Every day he was being forced to dribble out more and more of the story. But he
had decided that one secret must never be revealed, even if members of his
Cabinet had to lie to Congress to keep it: his own personal involvement in the
U-2 and bomber overflights. Before the congressional meeting, Goodpaster called
Herter to emphasize the point. The "president wants no specific tie to him
of this particular event," he warned.
As Dulles
and Herter were on Capitol Hill, Eisenhower was meeting with members of his
National Security Council, warning them to avoid the press. "Our
reconnaissance was discovered," he said ruefully, "and we would just
have to endure the storm and say as little as possible." A short time
later, in what had become by now an almost laughable daily routine, Lincoln
White read still another statement, which contradicted the three previous
announcements. Now the administration was admitting to "extensive aerial
surveillance by unarmed civilian aircraft, normally of a peripheral character
but on occasion by penetration. Specific missions . . . have not been subject
to presidential authorization." With that, Eisenhower had drawn a line in
the sand. No matter what the cost, a blanket of lies must forever hide his
personal involvement in the ill-fated project.
From the
very beginning, he had had a sense that the overflight programs would end in
disaster. But his advisers, especially Allen Dulles and General Nathan Twining,
the chairman of the Joint Chiefs of Staff, had pushed and pushed and pushed. No
more. "Call off any provocative actions," the president ordered Gates
following a June 1960 Cabinet meeting, barely able to hide his anger. NSA's
peripheral ferret flights, however, could continue—as long as they remained in
international airspace. Then Eisenhower motioned for Herter and Goodpaster to
follow him into his office and told them in no uncertain terms that all further
U-2 overflights of the USSR would cease. "Inform Allen Dulles," he
said abruptly. The next day Eisenhower was to depart for Paris and a
long-awaited summit conference with Khrushchev. He wanted no more surprises.
Aboard his
four-engine Il-18, as it passed over the dark forests of Byelorussia on its way
to Paris, Khrushchev once again began smoldering over the timing of the U-2
mission. "It was as though the Americans had deliberately tried to place a
time bomb under the meeting," he thought, "set to go off just as we
were about to sit down with them at the negotiating table." He was
particularly concerned over his nation's loss of prestige within the Soviet
bloc. "How could they count on us to give them a helping hand if we
allowed ourselves to be spat upon without so much as a murmur of protest?"
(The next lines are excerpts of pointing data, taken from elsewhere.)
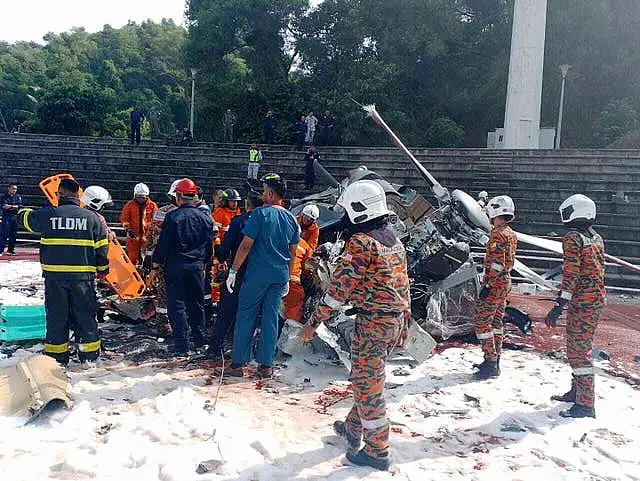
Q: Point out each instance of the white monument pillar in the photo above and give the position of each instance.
(524, 90)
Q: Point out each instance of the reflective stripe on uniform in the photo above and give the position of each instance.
(56, 348)
(101, 243)
(583, 371)
(374, 423)
(484, 335)
(65, 268)
(45, 241)
(331, 302)
(566, 295)
(89, 346)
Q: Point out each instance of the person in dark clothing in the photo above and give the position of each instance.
(309, 172)
(228, 306)
(73, 250)
(136, 121)
(184, 247)
(10, 203)
(301, 132)
(327, 128)
(270, 127)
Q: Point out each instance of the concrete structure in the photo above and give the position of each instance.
(495, 138)
(524, 90)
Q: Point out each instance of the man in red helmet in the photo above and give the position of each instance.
(184, 247)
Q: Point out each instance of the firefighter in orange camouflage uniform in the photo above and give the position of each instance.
(583, 290)
(222, 218)
(496, 285)
(372, 277)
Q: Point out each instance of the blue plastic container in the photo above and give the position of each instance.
(22, 323)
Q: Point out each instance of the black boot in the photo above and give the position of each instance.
(340, 428)
(579, 411)
(360, 458)
(488, 370)
(568, 397)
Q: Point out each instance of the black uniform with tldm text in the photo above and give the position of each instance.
(73, 248)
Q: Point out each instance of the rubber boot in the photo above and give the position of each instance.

The only solution was to demand a formal public apology from Eisenhower and a
guarantee that no more overflights would take place. One more surprise for the
American president.
But the
apology Khrushchev was looking for would not come. Despite having trespassed on
the Soviet Union for the past four years with scores of flights by both U-2s
and heavy bombers, the old general still could not say the words; it was just
not in him. He did, however, declare an end to overflights through the end of
his term. But it was not enough. A time bomb had exploded, prematurely ending
the summit conference. Both heads of state returned to Orly Airport for their
flights home. Also canceled was Khrushchev's invitation to Eisenhower for a
Moscow visit before leaving office. "We couldn't possibly offer our
hospitality," Khrushchev later said, "to someone who had already, so
to speak, made a mess at his host's table."